Wednesday 16 March 2011

Investing in innovation; loans are good

The Social Investment Business plays a crucial role in making loans to support innovation. One of the important lessons we have learnt is that even small community organisations can use loans to grow.

Against a background of cuts in grants this must be a strong way to defeat the cuts and take advantage of future growth.

SIB are working on two projects which have received funding from the Department for Education. Both projects partner with ACEVO member 4Children in the important area of early years and childcare services. This work is all about building the sector’s capacity to both reform and deliver services for young children and their parents – showing the sector can play an active role in public service delivery in a crucial area.

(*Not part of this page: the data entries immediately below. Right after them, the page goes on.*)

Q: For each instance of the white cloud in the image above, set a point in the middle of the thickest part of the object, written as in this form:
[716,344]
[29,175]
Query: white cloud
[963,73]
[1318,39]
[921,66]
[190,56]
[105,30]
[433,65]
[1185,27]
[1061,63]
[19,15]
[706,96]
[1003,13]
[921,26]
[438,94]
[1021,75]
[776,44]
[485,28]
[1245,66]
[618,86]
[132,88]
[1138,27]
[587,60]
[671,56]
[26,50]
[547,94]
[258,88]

There are thousands of organisations – large and small – providing care, education and play for children . And our sector’s role in improving child welfare has an illustrious history; with the big national charities history stretching back hundreds of years.

Indeed it is thought the very first Government contract for the delivery of public services was for children- with Coram Fields back in the 18th century!

These days, these organisations face the challenge of surviving through the current climate of cuts, and alternative ways of ensuring they can continue to be there to help some of our most needy children is very, very welcome. Loans will grow as a feature of a diverse income streams for charities.

Again,we think loans are new innovation for our sector. In fact charitable foundations were making loans to encourage social entrepreneurs in the 16th century!

The benefits to society, communities, parents and, most importantly, children themselves of getting the right support to children in their earliest years is well known – and expenditure on people at that age is a money saver for government in the long term. So investment in innovation is crucial.

Children’s services are an area where a lot of innovative developments are taking place for the sector. The good old Big Lottery Fund recently announced the Improving Futures Fund, a £20m programme that will fund charity-led partnerships supporting families with vulnerable children.

Loans will be important in securing government contracts. This is exactly what sector organisations should be doing – getting paid by the government in exchange for their crucial work (although I know some people still have trouble understanding the concept that charities can earn money this way, just like private sector service providers!).

With the diminishing access to grants, public service contracts are going to be one way for some community groups, charities and social enterprises to source alternative forms of income, and demonstrate that they can provide a measurably increased social impact when delivering these services.

It’s also great to see the encouragement of charities to work together locally to provide the best service to those need it the most. Working together in consortia also gives charities and social enterprises, big and small, the opportunity to deliver local services and play a part in winning local authority contracts. This will also lead to a stronger local sector which is less reliant on grant funding.